Halfway up the second dirt pile, just a step behind Josh, Glenn slipped and slammed into him, and they both fell forward onto their knees. I tried to scoot around, but I tripped over somebody’s legs and toppled chest-first into the mud.
But this was not your usual, everyday mud. Nope.
What if you mixed Super Glue with dirt and water?
Yep. That’s what this gunk was. It stuck to everything!
We struggled and slip-slopped back up to our feet, laughing about how muddy we were. Then Josh charged to the top of the mound and yelled, “I’m king of the hill!”
King of the Hill is a game with really simple rules. Whoever stands on top is the king, and everyone else tries to knock him off and take over the throne. Glenn was first to try, but the footing was way too slippery. Josh shoved him when he got close, and Glenn gloop-glooped down the hill on his butt.
“Get Josh!” I shouted, waving an arm to encourage the others to join me as I powered up the mound.
That’s when the Mud War began.
Okay, maybe I started it with a perfectly thrown mudball that pegged Josh in the chest, but when he yelled, “Get Cheesie!” Glenn and two other guys totally creamed me.

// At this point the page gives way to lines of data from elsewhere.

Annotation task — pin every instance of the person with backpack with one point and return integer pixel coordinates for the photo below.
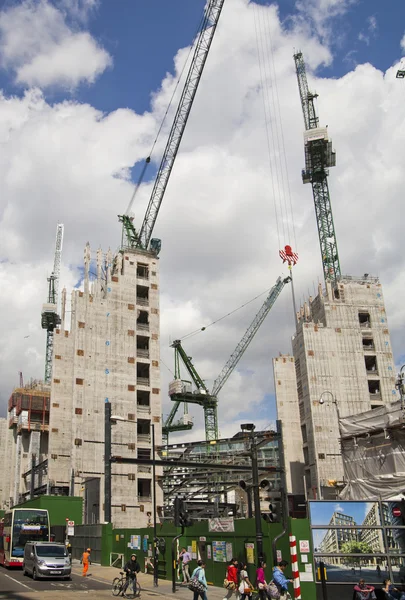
(261, 581)
(232, 580)
(198, 580)
(280, 582)
(245, 587)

Then the rest of the guys joined in, and the Mud War escalated (Granpa told me that’s military talk for “got more violent”) into Total Mud War. It became an everybody-throw-at-anybody melee. (An excellent word! It’s pronounced MAY-lay. It means a giant, crazy fight going in all directions.)
Mud was flying everywhere! But I made it to the top and was doing okay as King of the Hill, dodging most of the incoming missiles, until Glenn and Josh charged up behind me and smooshed handfuls of mud into my hair.